Las ventajas que un coche eléctrico puede ofrecer frente al resto no es solo en combustible o su compromiso con el medio ambiente. Sus componentes y su mantenimiento, es otra de las grandes razones por las que son una excelente alternativa al coche tradicional.

Los coches eléctricos cuentan con un 90% menos de componentes, por lo que su mantenimiento es también relativamente menor.

Hay un elemento clave en los coches eléctricos y que por tanto requiere de mayor atención a la hora de plantear las revisiones: la batería. Se trata de uno de los elementos más costosos de esta variedad de vehículos, aunque su fiabilidad es proporcional al gasto que acarrean.

Actualmente, tal como ocurre con otros elementos electrónicos, la base de la evolución de esta tipología consiste en que cada vez, se dependa de menor tiempo de recarga y mayor duración. A día de hoy el tiempo medio de recarga depende de la tipología del enchufado a la red:

  • Recarga superlenta: es el propio de la toma doméstica (el enchufe “de toda la vida”), y nos puede llevar del orden de 20 a 24 horas recargar la batería al 80%.
  • Recarga Green’UP: usa la toma doméstica pero mediante una caja de control integrada en el cable es capaz de seleccionar el nivel máximo de potencia sin sobrecargar la red, reduciendo los tiempos a en torno a las 12 horas de recarga.
  • Recarga Wallbox: este punto de recarga no es doméstico, sino específico para coches eléctricos que encontramos en zonas de aparcamiento de centros comerciales, zonas de restauración o incluso cada vez más, en el parking para empleados.
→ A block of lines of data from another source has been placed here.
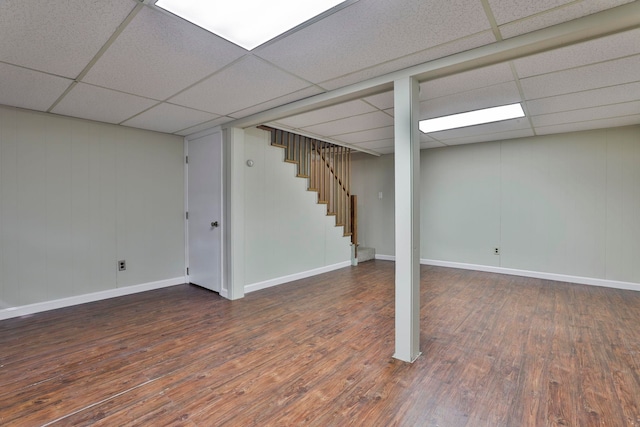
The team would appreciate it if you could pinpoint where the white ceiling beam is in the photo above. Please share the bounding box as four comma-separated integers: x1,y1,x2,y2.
223,1,640,128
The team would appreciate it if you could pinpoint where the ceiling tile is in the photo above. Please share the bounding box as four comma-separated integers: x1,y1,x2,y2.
319,31,496,90
52,83,158,123
255,0,490,83
445,129,534,145
84,7,246,100
428,117,530,144
171,56,309,115
526,82,640,116
520,55,640,99
0,0,136,78
175,116,234,136
420,63,514,101
123,102,218,133
531,100,640,128
536,114,640,135
304,111,393,136
278,100,376,129
513,29,640,78
353,139,393,150
229,86,324,118
420,82,522,119
500,0,634,39
335,126,394,144
488,0,574,25
0,62,72,111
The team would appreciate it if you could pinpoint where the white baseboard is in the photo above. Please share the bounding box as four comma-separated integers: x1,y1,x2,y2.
0,276,188,320
420,259,640,291
376,255,640,292
244,260,351,294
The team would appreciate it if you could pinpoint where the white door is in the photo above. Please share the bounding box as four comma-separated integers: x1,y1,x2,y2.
187,132,224,292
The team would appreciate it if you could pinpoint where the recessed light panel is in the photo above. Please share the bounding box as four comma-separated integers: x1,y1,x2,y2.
156,0,345,50
420,103,524,133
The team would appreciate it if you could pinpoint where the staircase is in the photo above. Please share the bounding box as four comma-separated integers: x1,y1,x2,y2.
258,126,358,249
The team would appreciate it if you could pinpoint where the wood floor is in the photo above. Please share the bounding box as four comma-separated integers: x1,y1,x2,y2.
0,261,640,427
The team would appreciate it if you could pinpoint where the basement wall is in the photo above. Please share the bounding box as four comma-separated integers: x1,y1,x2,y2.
353,126,640,290
243,128,351,292
0,107,185,319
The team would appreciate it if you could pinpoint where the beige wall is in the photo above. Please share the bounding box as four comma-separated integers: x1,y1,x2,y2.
0,107,185,309
354,126,640,283
243,129,351,285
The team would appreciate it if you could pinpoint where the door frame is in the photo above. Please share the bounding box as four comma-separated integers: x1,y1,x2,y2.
183,126,228,298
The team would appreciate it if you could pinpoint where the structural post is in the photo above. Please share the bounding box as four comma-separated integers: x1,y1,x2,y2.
393,77,420,362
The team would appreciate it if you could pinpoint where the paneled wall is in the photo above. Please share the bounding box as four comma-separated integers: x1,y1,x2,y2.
243,129,351,285
353,126,640,283
0,107,185,309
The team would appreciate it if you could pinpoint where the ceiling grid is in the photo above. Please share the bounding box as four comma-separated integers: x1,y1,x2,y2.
0,0,640,154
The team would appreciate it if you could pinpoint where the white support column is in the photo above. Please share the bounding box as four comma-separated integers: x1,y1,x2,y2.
393,77,420,362
223,128,245,300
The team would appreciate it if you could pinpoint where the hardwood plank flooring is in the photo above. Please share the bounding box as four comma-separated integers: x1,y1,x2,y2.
0,261,640,427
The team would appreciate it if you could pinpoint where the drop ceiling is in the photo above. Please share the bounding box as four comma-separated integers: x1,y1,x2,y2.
0,0,640,154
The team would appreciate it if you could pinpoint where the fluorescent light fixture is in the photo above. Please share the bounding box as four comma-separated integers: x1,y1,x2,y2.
156,0,345,50
420,103,524,133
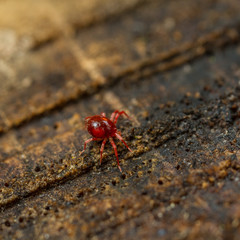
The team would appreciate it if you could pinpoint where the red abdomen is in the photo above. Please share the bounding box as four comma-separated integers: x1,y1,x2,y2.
86,115,117,138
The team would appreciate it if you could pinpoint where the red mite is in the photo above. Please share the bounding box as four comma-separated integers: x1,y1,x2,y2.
80,110,132,172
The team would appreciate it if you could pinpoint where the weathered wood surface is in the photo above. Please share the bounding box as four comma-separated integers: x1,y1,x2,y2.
0,0,240,240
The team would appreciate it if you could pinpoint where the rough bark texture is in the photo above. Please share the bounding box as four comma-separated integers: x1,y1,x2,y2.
0,0,240,240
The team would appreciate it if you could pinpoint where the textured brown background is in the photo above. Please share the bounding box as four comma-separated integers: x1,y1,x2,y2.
0,0,240,240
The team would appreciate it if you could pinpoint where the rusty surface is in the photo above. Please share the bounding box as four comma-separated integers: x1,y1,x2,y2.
0,0,240,240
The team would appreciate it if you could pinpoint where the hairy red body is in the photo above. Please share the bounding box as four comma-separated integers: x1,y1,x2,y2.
80,110,132,172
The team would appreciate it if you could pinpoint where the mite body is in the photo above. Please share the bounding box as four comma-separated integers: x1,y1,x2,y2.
80,110,132,172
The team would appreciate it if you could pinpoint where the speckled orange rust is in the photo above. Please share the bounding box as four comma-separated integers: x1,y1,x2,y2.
0,0,240,240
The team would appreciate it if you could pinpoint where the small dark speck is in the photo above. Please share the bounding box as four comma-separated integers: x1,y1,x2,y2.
158,229,166,237
5,220,11,227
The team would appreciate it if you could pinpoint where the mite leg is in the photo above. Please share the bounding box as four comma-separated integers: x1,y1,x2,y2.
80,138,99,155
110,110,119,121
100,138,107,164
109,137,122,172
115,133,132,152
113,111,130,124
Es el ideal para recargar lo necesario para retomar la marcha sin mayores preocupaciones, aunque permiten realizar una recarga completa en 3-4 horas.
  • Recarga rápida: son los ya clásicos punto de recargas instalados en las vías públicas y que comienzan a abrirse paso en gasolineras. Son recargas de alta potencia, que permiten un ciclo completo en aproximadamente hora y media.

Respecto a la vida útil media de la batería de un coche eléctrico, los actuales plantean un óptimo funcionamiento hasta aproximadamente los 3.000 ciclos, lo que supone de media 10 años si se realizara una carga diaria.

Tal como hemos visto a la hora de hablar de la batería de los coches eléctricos, es fundamental que contemos con puntos de recarga adecuados según nuestras necesidades y los accesorios oportunos (como la caja de control) para que se puedan llevar a cabo.

Pese a que nos pueda parecer una analogía superflua, debemos pensar en la correcta recarga y mantenimiento de la batería del coche eléctrico de forma similar que la de un Smartphone: de igual forma que las recargas interrumpidas y continuas afectan a la durabilidad de la de nuestro móvil, lo mismo sucede aplicado a la del coche eléctrico.

Es fundamental por tanto que para que ese ahorro significativo del recambio y revisión de piezas que ofrece la versión eléctrica frente a la tradicional sea efectiva, no nos olvidemos de la revisión y mantenimiento de los componentes propios del eléctrico.